(王莽)嘗私買侍婢、昆弟或頗聞知、莽因曰「後將軍朱子元無子、莽聞此兒種宜子、為買之。」即日以婢奉子元。其匿情求名如此。
(『漢書』巻九十九上、王莽伝上)
若き日の王莽はかつて婢女を買い求めたが、親類たちはそのことを耳にした。
つまり、「王莽のヤツも、真面目ぶっているけどやはり男ってことだな」などと噂されそうになった(というか噂された)ということだ。
周囲が贅沢三昧、僭上の沙汰もやりほうだいという外戚の中にあってただ一人折り目正しい儒者というのを売りにしていた王莽としては、これは大スキャンダルになる可能性があるのである。

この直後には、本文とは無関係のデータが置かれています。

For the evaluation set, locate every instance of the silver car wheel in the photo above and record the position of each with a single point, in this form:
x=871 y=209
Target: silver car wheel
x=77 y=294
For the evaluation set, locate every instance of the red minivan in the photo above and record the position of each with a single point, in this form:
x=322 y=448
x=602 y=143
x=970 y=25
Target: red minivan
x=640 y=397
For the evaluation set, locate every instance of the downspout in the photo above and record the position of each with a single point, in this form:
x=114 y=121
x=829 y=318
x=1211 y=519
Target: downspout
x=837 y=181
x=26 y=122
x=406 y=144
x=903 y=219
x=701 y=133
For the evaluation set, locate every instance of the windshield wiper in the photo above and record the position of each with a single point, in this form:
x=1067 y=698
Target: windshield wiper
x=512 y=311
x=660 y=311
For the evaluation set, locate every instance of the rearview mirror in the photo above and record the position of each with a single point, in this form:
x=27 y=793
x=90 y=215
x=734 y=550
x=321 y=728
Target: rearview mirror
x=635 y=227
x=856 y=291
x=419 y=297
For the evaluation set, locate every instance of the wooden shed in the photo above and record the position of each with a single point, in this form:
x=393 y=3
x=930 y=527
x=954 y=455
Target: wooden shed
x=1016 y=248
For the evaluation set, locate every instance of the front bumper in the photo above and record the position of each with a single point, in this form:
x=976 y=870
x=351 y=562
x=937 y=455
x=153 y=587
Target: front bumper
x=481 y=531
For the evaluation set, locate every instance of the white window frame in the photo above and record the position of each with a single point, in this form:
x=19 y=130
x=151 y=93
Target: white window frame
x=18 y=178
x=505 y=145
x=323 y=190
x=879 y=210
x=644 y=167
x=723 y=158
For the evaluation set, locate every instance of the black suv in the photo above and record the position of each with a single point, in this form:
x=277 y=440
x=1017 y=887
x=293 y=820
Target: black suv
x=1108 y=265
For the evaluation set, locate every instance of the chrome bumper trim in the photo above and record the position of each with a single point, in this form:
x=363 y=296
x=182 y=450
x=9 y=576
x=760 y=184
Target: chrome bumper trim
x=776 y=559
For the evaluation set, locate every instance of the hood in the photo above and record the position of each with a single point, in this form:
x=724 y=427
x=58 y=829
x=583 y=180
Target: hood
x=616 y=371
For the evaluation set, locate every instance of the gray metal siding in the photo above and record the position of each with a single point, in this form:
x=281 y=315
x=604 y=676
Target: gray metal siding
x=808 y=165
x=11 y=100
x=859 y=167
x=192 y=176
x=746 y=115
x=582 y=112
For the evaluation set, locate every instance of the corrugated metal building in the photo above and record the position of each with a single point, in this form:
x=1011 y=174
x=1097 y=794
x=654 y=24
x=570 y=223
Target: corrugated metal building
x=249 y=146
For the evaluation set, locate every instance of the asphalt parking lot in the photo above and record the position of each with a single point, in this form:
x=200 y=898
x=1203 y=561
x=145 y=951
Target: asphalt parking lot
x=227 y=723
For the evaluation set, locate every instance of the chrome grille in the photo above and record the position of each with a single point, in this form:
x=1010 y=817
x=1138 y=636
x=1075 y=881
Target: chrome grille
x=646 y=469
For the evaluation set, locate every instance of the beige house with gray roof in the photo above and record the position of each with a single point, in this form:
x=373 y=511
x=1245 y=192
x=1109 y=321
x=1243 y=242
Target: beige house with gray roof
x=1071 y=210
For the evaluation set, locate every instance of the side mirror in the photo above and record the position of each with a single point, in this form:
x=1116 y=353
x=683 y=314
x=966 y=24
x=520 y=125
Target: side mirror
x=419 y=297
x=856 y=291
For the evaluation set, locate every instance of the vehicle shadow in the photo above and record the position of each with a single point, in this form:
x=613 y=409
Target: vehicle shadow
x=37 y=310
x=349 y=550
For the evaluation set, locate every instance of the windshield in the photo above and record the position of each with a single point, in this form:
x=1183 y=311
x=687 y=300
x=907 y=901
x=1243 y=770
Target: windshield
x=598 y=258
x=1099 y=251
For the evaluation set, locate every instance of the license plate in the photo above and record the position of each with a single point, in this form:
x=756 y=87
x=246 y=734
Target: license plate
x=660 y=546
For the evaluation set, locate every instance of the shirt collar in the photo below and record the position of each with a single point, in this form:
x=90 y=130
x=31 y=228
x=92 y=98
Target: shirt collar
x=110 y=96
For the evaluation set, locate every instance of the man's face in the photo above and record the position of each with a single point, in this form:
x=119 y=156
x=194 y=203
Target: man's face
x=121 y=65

親類たちというのは一族であると同時に最高権力者の座を狙うライバルでもあるので、他の親類に知られるのが一番マズイのである。
そこで、王莽はこう弁明した。
「この婢女は子供を産みやすいと聞いて、まだ後継ぎがいない朱将軍(朱博)に進呈しようと思ったのですよ」
そしてその婢女を朱博に実際に進呈したのであった。
王莽は、スキャンダルの危機を逆に「他の人の後継ぎを心配までするぐう聖」と印象づけるのに利用したということである。
これは方便であったが、この弁明からは後継ぎがいなくて困っているような者は、婢女に子供を産ませて後継ぎを作ろうとすることもあったのだろう、ということが推測できるかもしれない。
他に子がいないなら、嫡庶の問題は生じないのだろうし。
ちなみに王莽が身分の低い女性に子供を産ませたけど認知しないでいたことは以前紹介した。
王莽の場合、正妻との間に子がいたということも認知もされないでいた一因かもしれない。